Although inactive since 2003, Extasy Records continued to exist. In September 2007, Yoshiki announced that the soundtrack for the American movie Catacombs would be released on Extasy Records International. The soundtrack includes songs by Violet UK and Zilch.

Yoshiki has referred to the first day, October 14, 2016, of the three-day Visual Japan Summit at Makuhari Messe as "Extasy Summit" as it saw X Japan, Luna Sea and Glay perform.

In 2022, Yoshiki's brother, Kōki, became president and CEO of Extasy Records, establishing a distribution partnership with TuneCore. Previously, their mother had been president until her death that May. In January 2023, Extasy Records announced the formation of the label Extasy Beyond as part of its re-launch. The new label was described as aiming to sign acts that have the "Extasy spirit" and would not be bound to any specific musical genre. Its first act was Chiitan ☆ Kiss ~Ai no Rock Band~, a heavy metal band led by the mascot character Chiitan.

==Artists==
All of the following artists were at one point on the label:

===Extasy Records===

- Acid Bell
- Brain Drive
- Breath
- Deep
- Ex-Ans
- Gilles de Rais
- Glay
- Hypermania
- La Vie En Rose
- Ladies Room
- Luna Sea
- P2H
- Poison/Poison Arts
- Magnitude9.8
- Screaming Mad George & Psychosis
- Sweet Death/Media Youth
- The Hate Honey
- The Zolge
- Tokyo Yankees
- Velvet Blue
- Virus
- X Japan
- Youthquake
- Zi:Kill

===Extasy Japan===

The sub-label logo used for Extasy Japan and Extasy International.

- Beast
- Revenus
- Shiro
- Shizuka Kudō

===Extasy International===
- Abandoned Pools/Tommy Walter
- Aja Daashuur
- Kidneythieves
- Laura Dawn
- Red Delicious
- sub.bionic
- Violet UK

==Extasy Recording Studios==
Extasy Recording Studios was a recording studio complex owned by Yoshiki at 5253 Lankershim Blvd in North Hollywood, California, United States. Formerly known as One on One Recording, Yoshiki bought it from the previous owner, Jim David, in 1992 and renamed the studio after his record label in 1999. Discussing the purchase in 2010, Yoshiki explained that in Los Angeles people told him that One on One had the "best drum-sounding room" and so he attempted to book recording time there. However, Metallica had it booked for "almost a year straight" for their self-titled album with numerous bands scheduled after that, and he was told sarcastically that the only way to get in was to buy it, so he did.

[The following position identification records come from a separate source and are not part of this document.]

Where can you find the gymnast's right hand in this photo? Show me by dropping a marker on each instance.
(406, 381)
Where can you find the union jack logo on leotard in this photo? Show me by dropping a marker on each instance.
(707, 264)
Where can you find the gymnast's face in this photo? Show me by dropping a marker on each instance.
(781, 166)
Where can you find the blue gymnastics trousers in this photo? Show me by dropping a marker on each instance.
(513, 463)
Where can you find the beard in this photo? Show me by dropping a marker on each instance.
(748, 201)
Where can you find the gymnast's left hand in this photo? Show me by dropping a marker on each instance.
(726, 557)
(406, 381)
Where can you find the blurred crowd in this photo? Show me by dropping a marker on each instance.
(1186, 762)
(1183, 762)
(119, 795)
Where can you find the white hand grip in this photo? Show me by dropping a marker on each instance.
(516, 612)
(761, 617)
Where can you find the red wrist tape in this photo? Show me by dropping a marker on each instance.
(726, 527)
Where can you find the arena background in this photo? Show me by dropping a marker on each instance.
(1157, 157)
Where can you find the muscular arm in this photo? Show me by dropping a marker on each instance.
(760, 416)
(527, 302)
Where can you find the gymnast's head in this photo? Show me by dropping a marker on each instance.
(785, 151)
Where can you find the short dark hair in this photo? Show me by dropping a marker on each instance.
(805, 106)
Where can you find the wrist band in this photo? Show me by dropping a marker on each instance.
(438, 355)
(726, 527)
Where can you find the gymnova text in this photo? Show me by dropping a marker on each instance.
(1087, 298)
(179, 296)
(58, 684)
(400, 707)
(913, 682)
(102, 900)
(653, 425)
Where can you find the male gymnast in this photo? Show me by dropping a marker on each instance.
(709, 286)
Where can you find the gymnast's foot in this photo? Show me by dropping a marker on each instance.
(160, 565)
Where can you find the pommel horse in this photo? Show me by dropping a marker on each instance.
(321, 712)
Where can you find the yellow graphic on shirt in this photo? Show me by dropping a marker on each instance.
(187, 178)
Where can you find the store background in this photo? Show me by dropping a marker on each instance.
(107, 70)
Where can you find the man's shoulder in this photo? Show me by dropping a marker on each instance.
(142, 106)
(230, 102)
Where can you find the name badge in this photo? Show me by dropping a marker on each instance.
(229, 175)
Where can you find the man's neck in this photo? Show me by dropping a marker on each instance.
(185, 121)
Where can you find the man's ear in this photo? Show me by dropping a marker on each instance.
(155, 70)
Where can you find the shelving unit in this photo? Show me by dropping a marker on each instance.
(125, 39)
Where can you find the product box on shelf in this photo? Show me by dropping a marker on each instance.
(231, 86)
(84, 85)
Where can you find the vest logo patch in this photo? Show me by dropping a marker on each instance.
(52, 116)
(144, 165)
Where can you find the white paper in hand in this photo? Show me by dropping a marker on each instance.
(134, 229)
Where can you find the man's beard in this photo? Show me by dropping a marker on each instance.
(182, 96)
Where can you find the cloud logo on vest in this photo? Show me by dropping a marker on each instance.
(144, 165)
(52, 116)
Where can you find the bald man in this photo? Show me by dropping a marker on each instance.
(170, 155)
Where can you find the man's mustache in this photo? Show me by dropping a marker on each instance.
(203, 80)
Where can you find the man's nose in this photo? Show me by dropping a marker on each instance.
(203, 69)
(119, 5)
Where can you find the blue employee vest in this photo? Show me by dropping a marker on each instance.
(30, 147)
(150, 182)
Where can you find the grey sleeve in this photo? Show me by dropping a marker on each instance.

Previously, well-known albums were recorded there, including ...And Justice for All and Metallica (better known as The Black Album) by Metallica, When the Pawn... by Fiona Apple, Crazy Nights and Psycho Circus by Kiss, and Dirt by Alice in Chains.

Since Yoshiki purchased the facility in 1992, X Japan and Yoshiki's related projects were the main recordings. Extasy Recording Studios was taken over by 17 Hertz, LLC in 2012 and is now known as 17 Hertz Studio.

Yoshiki also bought Brooklyn Recording Studios, which housed the Los Angeles offices of Maverick Records, in April 1998 from owners Madonna and Freddy DeMann. He renamed it One on One South, before using it as the headquarters of Extasy Records International.